As usual 5 of the best articles we have seen are listed below with summaries and links to the full articles:
Each country can set their own laws for website accessibility. This needs to be considered when targeting your website at international audiences.
ADA applies to both public and private sectors including websites. In terms of website accessibility, many points will improve overall user experiences not just for people with disabilities but for all website users. For many countries and regions, including Canada, China, the EU, Japan, and the U.K., accessibility of web content is often a mandatory policy.
Many are quick to say criticise and say they are proponents of accessibility for the visually impaired. We’ve taken a quick look at the website of one law firm.
We have had a quick look at just the home page on their site, well if accessibility is an area they believe in – before throwing stones perhaps ensure you are within the regulations yourselves. Have a look at the firm’s site ‘front page’

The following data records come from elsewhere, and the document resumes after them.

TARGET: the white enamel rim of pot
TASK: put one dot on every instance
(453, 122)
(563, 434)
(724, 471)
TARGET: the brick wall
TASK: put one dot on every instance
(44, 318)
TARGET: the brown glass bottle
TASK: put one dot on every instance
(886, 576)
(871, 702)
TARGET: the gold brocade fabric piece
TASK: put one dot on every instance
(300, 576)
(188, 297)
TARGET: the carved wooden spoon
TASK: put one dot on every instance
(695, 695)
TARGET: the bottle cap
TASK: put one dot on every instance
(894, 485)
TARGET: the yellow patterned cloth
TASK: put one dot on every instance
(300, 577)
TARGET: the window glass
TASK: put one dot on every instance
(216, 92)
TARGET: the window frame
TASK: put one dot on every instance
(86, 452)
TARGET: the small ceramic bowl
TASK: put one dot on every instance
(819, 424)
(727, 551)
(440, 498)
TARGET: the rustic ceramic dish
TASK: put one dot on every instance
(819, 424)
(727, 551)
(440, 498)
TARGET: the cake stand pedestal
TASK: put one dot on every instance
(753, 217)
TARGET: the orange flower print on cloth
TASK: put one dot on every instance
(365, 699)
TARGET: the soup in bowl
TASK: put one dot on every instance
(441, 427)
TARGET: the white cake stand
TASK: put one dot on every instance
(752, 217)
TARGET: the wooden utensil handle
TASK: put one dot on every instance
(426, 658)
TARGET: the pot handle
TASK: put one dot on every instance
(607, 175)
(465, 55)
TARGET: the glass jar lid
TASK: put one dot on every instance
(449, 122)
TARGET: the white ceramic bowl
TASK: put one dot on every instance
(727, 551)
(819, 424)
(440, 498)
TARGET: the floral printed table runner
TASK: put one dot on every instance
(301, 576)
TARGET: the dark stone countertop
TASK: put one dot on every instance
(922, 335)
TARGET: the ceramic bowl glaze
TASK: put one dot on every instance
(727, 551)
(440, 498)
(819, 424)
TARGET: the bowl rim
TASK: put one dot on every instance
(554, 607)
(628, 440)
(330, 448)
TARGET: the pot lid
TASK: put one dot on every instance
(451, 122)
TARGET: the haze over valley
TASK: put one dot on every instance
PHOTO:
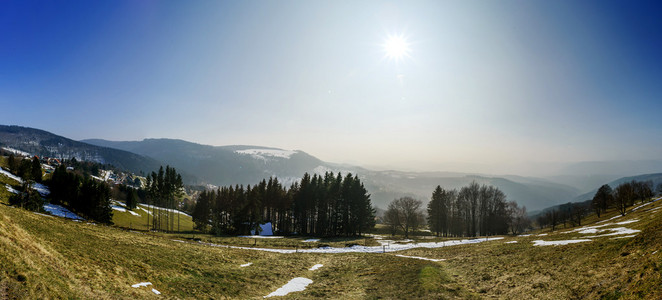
(330, 149)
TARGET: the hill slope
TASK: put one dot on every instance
(43, 143)
(224, 165)
(229, 165)
(655, 178)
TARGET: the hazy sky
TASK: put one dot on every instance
(486, 85)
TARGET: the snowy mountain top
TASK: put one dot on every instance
(265, 154)
(16, 151)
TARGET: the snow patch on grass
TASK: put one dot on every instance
(418, 257)
(11, 189)
(262, 236)
(123, 209)
(627, 222)
(10, 175)
(60, 211)
(623, 237)
(161, 208)
(16, 151)
(616, 231)
(141, 284)
(295, 285)
(614, 217)
(366, 249)
(41, 189)
(264, 154)
(556, 243)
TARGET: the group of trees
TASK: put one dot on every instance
(28, 169)
(328, 205)
(83, 195)
(163, 191)
(623, 196)
(569, 214)
(473, 210)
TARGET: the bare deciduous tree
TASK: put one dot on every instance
(404, 213)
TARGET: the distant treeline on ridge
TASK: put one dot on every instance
(328, 205)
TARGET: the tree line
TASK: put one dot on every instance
(625, 195)
(329, 205)
(473, 210)
(83, 195)
(163, 190)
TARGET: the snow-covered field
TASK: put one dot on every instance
(265, 154)
(60, 211)
(41, 189)
(261, 236)
(418, 257)
(160, 208)
(556, 243)
(137, 285)
(367, 249)
(295, 285)
(16, 151)
(122, 209)
(11, 189)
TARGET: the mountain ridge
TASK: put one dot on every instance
(248, 164)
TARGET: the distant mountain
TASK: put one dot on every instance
(229, 165)
(655, 178)
(223, 165)
(43, 143)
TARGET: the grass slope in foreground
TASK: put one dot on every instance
(42, 256)
(48, 257)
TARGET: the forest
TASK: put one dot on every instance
(329, 205)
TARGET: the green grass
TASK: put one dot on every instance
(51, 257)
(130, 221)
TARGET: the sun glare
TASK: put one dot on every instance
(396, 47)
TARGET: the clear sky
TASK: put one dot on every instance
(482, 86)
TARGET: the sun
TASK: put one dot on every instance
(396, 47)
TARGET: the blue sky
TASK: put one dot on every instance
(488, 86)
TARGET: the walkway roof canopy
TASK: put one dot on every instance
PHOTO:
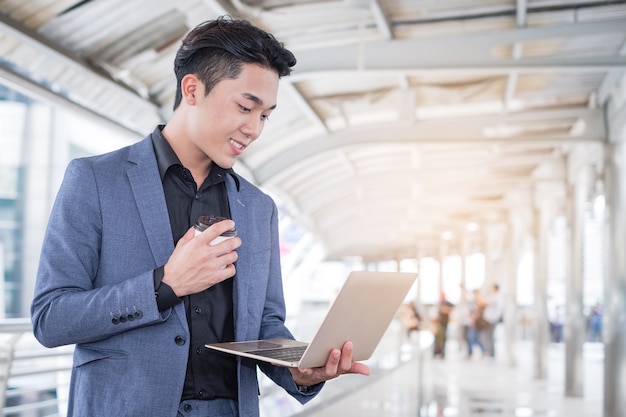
(403, 120)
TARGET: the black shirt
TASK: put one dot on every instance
(210, 313)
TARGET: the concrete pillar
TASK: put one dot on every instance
(615, 284)
(577, 197)
(614, 331)
(540, 272)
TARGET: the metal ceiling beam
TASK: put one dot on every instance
(461, 52)
(466, 131)
(54, 51)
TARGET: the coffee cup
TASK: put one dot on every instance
(204, 222)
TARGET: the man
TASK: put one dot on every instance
(122, 276)
(492, 314)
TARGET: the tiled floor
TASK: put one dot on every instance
(464, 388)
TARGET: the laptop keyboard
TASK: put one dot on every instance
(290, 354)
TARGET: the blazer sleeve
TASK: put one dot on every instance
(78, 298)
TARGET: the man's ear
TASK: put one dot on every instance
(190, 88)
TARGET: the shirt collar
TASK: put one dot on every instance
(166, 157)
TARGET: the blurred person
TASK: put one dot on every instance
(441, 326)
(122, 276)
(595, 323)
(492, 313)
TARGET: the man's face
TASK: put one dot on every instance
(232, 116)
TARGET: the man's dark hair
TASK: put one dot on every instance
(215, 50)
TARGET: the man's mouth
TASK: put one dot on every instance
(237, 145)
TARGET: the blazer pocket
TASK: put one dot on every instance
(85, 355)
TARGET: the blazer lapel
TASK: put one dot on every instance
(241, 285)
(145, 183)
(147, 189)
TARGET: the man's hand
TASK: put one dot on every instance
(196, 265)
(339, 363)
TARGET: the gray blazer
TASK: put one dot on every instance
(109, 228)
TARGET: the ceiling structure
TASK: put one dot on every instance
(402, 122)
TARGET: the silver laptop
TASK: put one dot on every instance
(360, 313)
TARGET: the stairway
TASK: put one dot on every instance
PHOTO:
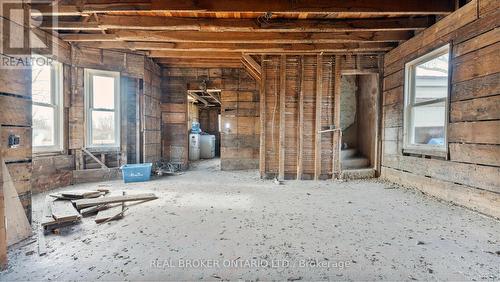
(355, 166)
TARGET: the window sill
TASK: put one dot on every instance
(103, 149)
(427, 152)
(48, 153)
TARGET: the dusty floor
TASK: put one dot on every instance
(232, 225)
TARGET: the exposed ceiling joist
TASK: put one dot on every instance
(197, 97)
(311, 6)
(360, 7)
(242, 25)
(200, 63)
(253, 48)
(194, 54)
(243, 37)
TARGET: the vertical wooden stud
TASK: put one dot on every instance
(336, 117)
(281, 161)
(317, 128)
(300, 135)
(262, 101)
(3, 233)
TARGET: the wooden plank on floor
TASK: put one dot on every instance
(109, 214)
(84, 203)
(18, 227)
(64, 210)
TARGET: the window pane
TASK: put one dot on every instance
(43, 126)
(103, 127)
(103, 90)
(41, 84)
(428, 124)
(431, 79)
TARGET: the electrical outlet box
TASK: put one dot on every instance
(14, 141)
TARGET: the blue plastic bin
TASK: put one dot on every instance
(136, 172)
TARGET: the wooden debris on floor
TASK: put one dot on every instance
(49, 222)
(80, 194)
(67, 208)
(92, 210)
(110, 214)
(18, 227)
(64, 210)
(42, 248)
(84, 203)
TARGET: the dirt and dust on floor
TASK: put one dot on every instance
(208, 224)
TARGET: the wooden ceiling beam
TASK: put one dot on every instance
(242, 37)
(200, 63)
(256, 48)
(340, 7)
(243, 25)
(196, 54)
(396, 7)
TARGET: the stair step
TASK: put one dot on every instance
(354, 163)
(358, 173)
(348, 153)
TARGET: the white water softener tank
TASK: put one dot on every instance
(194, 147)
(207, 146)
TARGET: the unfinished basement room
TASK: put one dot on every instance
(287, 140)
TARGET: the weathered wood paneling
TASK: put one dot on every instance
(480, 200)
(471, 175)
(239, 113)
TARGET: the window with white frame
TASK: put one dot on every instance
(102, 102)
(46, 91)
(426, 101)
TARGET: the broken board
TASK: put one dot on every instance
(94, 209)
(64, 210)
(17, 225)
(48, 222)
(81, 194)
(109, 214)
(84, 203)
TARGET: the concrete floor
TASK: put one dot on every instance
(214, 225)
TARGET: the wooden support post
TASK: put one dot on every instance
(317, 128)
(379, 118)
(79, 160)
(262, 101)
(138, 122)
(3, 225)
(281, 162)
(336, 118)
(300, 126)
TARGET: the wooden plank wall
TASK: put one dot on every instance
(470, 175)
(152, 113)
(56, 170)
(174, 138)
(292, 147)
(209, 122)
(15, 118)
(239, 113)
(240, 110)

Lawsuits in the US continue, Haro may the first bicycle company to face such a lawsuit – it’s not just retailers and fast food outlets that need to beware.
Haro Bicycle Corp. is one of thousands of companies dealing with lawsuits over their websites' compliance with the Americans With Disabilities Act (ADA) in the U.S. District Court for the Southern District of New York. The man, Valentin Reid, says Haro is violating the ADA because one of its websites, ridedelsol.com, is not accessible to the blind.
UK & IE Universities may be interested to see how well their websites are complying with accessibility laws.
Sitemorse published it’s Q4 INDEX for UK & IE Universities earlier this week. Only one university has scored 7 or above (out of 10) and 71% scored less that 5. Universities have until 22 September 2020 to make their websites compliant with the law – new websites needed to be complaint from 22 September 2019.
Recent clarification from the Digital Cabinet Office is that all new content should be compliant needs to be complaint from 22 September 2019.
Maybe the Supreme Court’s decision on the Domino’s Pizza case has brought some clarity to the requirements of websites to be accessible to all.
There has been considerable confusion amongst business owners as to the requirements of the Americans with Disabilities Act (ADA) as it relates to websites.……recent court decisions have held that the ADA applies to the websites and mobile applications of businesses online.